The homeowners weren’t disappointed. When they returned, virtually the entire kitchen was in place, with only the countertops remaining to be installed. They love the open, updated interior overall, though each has a favorite spot. She’s mad about the custom kitchen, and he loves soaking in the capacious tub. Each of these reactions is a tribute, in its way, to a design in which form and function perfectly intermingle.
In the newly open great room, a pair of white velvet Mitchell Gold + Bob Williams sofas with curved backs soften the angles of a large coffee table, geometric area rug and modern pendant. The room’s cool colors get a shot of warmth from rustic wood beams and hand-scraped distressed walnut flooring. The painting of horses, hung over the kitchen entryway, was commissioned by the homeowners.
Wood beams frame the kitchen entrance and complement the neutral palette on the main floor. Furnishings, like the gray leather chaise, were chosen for modern lines but also for comfort.
With its highend double oven, the kitchen was designed for serious cooking, but a custom coffee bar, tucked into a corner, invites relaxation as well. For the bar’s backsplash, the designer created a mosaic using the same glass tiles found in the main area of the kitchen.
The gray-and white palette continues in the kitchen. The massive custom island adds serious storage and an expansive serving surface.
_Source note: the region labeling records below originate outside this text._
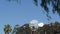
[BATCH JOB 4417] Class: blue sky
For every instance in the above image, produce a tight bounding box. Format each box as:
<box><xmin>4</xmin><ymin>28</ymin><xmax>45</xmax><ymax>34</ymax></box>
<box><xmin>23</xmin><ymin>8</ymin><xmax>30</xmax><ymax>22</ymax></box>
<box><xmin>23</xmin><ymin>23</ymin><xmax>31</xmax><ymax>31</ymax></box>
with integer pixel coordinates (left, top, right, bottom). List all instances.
<box><xmin>0</xmin><ymin>0</ymin><xmax>60</xmax><ymax>34</ymax></box>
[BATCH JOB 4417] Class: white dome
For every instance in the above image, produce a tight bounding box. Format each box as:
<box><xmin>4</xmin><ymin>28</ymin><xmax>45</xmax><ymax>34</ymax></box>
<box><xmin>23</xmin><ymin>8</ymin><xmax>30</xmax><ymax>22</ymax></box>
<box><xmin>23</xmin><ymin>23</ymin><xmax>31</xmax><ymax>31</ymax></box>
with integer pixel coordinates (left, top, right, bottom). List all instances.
<box><xmin>38</xmin><ymin>22</ymin><xmax>44</xmax><ymax>27</ymax></box>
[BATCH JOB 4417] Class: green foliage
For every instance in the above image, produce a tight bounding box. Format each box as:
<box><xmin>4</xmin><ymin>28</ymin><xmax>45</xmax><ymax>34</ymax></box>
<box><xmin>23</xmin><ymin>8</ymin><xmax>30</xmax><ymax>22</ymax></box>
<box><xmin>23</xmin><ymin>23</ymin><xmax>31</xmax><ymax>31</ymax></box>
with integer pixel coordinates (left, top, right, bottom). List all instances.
<box><xmin>4</xmin><ymin>24</ymin><xmax>12</xmax><ymax>34</ymax></box>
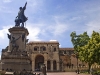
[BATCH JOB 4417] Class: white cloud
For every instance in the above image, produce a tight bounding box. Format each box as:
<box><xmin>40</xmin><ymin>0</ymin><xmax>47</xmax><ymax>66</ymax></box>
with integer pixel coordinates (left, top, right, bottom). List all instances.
<box><xmin>3</xmin><ymin>0</ymin><xmax>12</xmax><ymax>3</ymax></box>
<box><xmin>27</xmin><ymin>23</ymin><xmax>41</xmax><ymax>41</ymax></box>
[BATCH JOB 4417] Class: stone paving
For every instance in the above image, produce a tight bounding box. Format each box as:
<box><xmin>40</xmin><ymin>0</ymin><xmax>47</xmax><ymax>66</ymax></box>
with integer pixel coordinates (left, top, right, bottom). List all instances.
<box><xmin>33</xmin><ymin>72</ymin><xmax>91</xmax><ymax>75</ymax></box>
<box><xmin>47</xmin><ymin>72</ymin><xmax>77</xmax><ymax>75</ymax></box>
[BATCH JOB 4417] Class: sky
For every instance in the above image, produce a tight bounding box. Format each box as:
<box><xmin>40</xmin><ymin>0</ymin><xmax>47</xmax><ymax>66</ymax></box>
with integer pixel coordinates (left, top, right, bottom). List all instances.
<box><xmin>0</xmin><ymin>0</ymin><xmax>100</xmax><ymax>50</ymax></box>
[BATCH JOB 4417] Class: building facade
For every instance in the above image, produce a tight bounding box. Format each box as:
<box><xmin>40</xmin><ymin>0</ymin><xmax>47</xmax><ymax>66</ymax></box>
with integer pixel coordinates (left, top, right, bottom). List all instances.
<box><xmin>0</xmin><ymin>27</ymin><xmax>82</xmax><ymax>72</ymax></box>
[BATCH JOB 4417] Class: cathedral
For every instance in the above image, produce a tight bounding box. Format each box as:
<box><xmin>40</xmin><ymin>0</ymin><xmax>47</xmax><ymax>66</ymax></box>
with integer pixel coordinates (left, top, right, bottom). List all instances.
<box><xmin>0</xmin><ymin>2</ymin><xmax>82</xmax><ymax>72</ymax></box>
<box><xmin>0</xmin><ymin>26</ymin><xmax>82</xmax><ymax>72</ymax></box>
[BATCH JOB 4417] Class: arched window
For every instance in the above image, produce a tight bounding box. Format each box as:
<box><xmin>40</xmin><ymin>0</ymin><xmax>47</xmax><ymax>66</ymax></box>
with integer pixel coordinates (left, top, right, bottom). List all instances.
<box><xmin>34</xmin><ymin>46</ymin><xmax>39</xmax><ymax>51</ymax></box>
<box><xmin>40</xmin><ymin>46</ymin><xmax>46</xmax><ymax>51</ymax></box>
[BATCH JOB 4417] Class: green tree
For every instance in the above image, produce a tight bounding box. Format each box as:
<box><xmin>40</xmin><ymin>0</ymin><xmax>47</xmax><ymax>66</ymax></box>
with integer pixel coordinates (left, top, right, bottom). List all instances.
<box><xmin>71</xmin><ymin>31</ymin><xmax>100</xmax><ymax>73</ymax></box>
<box><xmin>70</xmin><ymin>32</ymin><xmax>90</xmax><ymax>57</ymax></box>
<box><xmin>79</xmin><ymin>31</ymin><xmax>100</xmax><ymax>71</ymax></box>
<box><xmin>70</xmin><ymin>32</ymin><xmax>90</xmax><ymax>72</ymax></box>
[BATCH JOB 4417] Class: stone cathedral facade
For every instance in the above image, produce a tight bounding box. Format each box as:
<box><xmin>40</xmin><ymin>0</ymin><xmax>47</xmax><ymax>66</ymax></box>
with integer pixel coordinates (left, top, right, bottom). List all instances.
<box><xmin>0</xmin><ymin>27</ymin><xmax>82</xmax><ymax>72</ymax></box>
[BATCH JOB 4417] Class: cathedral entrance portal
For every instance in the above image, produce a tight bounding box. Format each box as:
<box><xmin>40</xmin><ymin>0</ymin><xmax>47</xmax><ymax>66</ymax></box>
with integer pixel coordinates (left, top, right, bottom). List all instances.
<box><xmin>35</xmin><ymin>55</ymin><xmax>44</xmax><ymax>71</ymax></box>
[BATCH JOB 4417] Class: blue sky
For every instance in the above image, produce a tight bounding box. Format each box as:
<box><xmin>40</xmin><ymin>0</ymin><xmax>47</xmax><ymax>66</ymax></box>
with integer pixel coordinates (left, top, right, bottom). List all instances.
<box><xmin>0</xmin><ymin>0</ymin><xmax>100</xmax><ymax>50</ymax></box>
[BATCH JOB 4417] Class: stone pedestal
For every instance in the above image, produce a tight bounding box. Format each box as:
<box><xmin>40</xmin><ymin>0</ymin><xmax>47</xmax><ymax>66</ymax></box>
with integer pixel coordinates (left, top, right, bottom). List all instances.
<box><xmin>8</xmin><ymin>27</ymin><xmax>29</xmax><ymax>52</ymax></box>
<box><xmin>1</xmin><ymin>27</ymin><xmax>31</xmax><ymax>71</ymax></box>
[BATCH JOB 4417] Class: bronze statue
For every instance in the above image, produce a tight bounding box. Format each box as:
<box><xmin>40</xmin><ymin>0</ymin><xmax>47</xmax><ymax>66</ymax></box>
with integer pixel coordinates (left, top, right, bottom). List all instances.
<box><xmin>11</xmin><ymin>36</ymin><xmax>21</xmax><ymax>51</ymax></box>
<box><xmin>15</xmin><ymin>2</ymin><xmax>28</xmax><ymax>27</ymax></box>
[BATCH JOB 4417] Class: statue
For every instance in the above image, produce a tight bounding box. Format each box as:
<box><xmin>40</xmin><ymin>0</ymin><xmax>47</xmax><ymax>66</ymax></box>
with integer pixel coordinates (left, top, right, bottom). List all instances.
<box><xmin>11</xmin><ymin>36</ymin><xmax>21</xmax><ymax>51</ymax></box>
<box><xmin>15</xmin><ymin>2</ymin><xmax>28</xmax><ymax>27</ymax></box>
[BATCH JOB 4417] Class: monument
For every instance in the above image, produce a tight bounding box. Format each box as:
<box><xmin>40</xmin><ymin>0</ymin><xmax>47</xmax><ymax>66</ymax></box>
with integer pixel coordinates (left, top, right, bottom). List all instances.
<box><xmin>1</xmin><ymin>2</ymin><xmax>31</xmax><ymax>72</ymax></box>
<box><xmin>0</xmin><ymin>2</ymin><xmax>81</xmax><ymax>75</ymax></box>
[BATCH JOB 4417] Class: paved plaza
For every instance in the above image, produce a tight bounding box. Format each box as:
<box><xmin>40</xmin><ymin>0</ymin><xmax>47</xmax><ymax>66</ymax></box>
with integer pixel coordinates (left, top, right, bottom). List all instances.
<box><xmin>47</xmin><ymin>72</ymin><xmax>77</xmax><ymax>75</ymax></box>
<box><xmin>37</xmin><ymin>72</ymin><xmax>91</xmax><ymax>75</ymax></box>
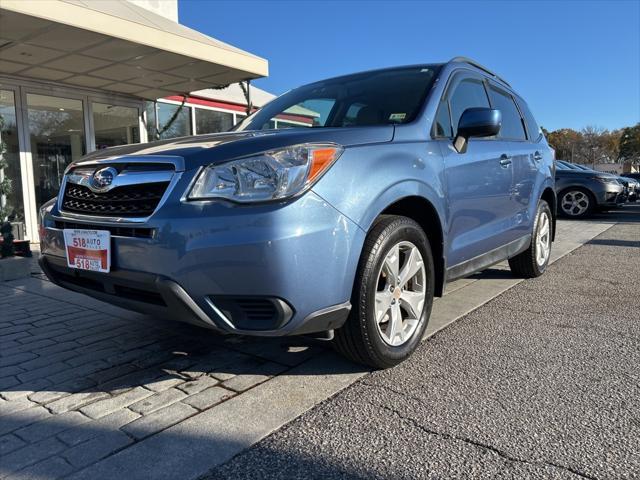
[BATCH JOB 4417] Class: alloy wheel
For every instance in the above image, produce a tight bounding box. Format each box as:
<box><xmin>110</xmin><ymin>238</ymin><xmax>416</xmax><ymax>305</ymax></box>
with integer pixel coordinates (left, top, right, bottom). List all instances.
<box><xmin>560</xmin><ymin>190</ymin><xmax>590</xmax><ymax>217</ymax></box>
<box><xmin>375</xmin><ymin>241</ymin><xmax>426</xmax><ymax>347</ymax></box>
<box><xmin>536</xmin><ymin>211</ymin><xmax>551</xmax><ymax>267</ymax></box>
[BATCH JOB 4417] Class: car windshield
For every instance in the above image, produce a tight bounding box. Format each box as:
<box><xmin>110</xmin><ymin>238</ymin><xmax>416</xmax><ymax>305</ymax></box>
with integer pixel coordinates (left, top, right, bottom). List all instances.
<box><xmin>234</xmin><ymin>65</ymin><xmax>440</xmax><ymax>130</ymax></box>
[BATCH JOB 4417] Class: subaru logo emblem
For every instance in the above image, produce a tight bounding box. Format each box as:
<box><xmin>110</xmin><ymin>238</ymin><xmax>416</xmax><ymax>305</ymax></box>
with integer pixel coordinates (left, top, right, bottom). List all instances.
<box><xmin>91</xmin><ymin>167</ymin><xmax>118</xmax><ymax>190</ymax></box>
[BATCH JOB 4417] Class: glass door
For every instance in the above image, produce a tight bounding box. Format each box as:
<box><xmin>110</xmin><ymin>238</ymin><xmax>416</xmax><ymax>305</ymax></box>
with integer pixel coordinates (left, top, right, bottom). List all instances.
<box><xmin>0</xmin><ymin>90</ymin><xmax>25</xmax><ymax>233</ymax></box>
<box><xmin>26</xmin><ymin>93</ymin><xmax>86</xmax><ymax>211</ymax></box>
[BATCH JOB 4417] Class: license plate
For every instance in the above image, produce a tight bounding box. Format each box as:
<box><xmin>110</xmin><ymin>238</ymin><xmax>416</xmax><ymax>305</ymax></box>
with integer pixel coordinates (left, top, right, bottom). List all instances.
<box><xmin>64</xmin><ymin>229</ymin><xmax>111</xmax><ymax>273</ymax></box>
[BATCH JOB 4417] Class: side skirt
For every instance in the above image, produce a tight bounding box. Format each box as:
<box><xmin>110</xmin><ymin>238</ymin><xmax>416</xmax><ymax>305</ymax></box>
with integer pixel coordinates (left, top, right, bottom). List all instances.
<box><xmin>445</xmin><ymin>234</ymin><xmax>531</xmax><ymax>282</ymax></box>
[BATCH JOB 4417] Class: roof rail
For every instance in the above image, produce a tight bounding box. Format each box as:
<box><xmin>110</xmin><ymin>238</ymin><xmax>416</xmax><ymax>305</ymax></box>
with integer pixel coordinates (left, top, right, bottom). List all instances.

A second island serves as an informal dining area
In one of two renovated powder rooms, the designer retained the old Chinese vanity and repainted it a matte black, adding a contemporary quartz countertop and a vessel of cast stone. In place of the formerly dark wallpaper, he installed a light-as-air floral print from York Wallcoverings.
In the master bathroom, the designer removed a drop-in tub on a bulky platform, replacing it with a large Villeroy & Boch soaking tub, and put in his-and-hers Kohler vanities and a makeup table with a large mirror. Inset in the statuary marble floor is a tile rug, also of statuary marble and bordered in black glass tile.